Clearly the problem here is that viva.com emails aren't arriving on your google workspace, despite what their support process says.
viva.com emails do arrive on other email providers, so seems unlikely to be problem with your viva.com account
It seems unlikely workplace blocks all viva.com emails otherwise more than you would have complained.
Whether that's viva's problem or google's problem is a separate problem.
And I think Viva is going to be pissed that I'm being stopped from pointing out the absolute lie here.

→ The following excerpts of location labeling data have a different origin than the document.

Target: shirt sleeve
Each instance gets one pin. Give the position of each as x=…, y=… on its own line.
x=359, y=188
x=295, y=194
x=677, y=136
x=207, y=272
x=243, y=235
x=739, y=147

Lovingly yours that_guy_iain.
Dang, honestly, this is going to blow back big time because someone has clearly decided to stop me from editing my comments which means you're liable for damages and in breach of EU laws. YC is big enough and has enough interests in the EU to qualify. And it's the fact you've removed my ability to redress if your lawyers want to deal with it. And I'm pretty sure someone at YC is going to know how much money I'm going to get and who I'm getting it from which is the most impressive thing. And what my tagline is in certain circles.
And nobody "decided to stop you" if you just hit the end of the 2 hour edit window.
But go on, what's your tagline.
It's a if you know you, you know. If you don't you're not in the know. :D
I suspect viva.com didn't consider the full implications, and I suspect Google did some hard math on hours saved for their customers
My opinion is that Postel's law should be approached in the same way that Linus Torvalds did CVS when designing Git. If in doubt about an implementation decision, consider what Postel's law would recommend, and then do the exact opposite.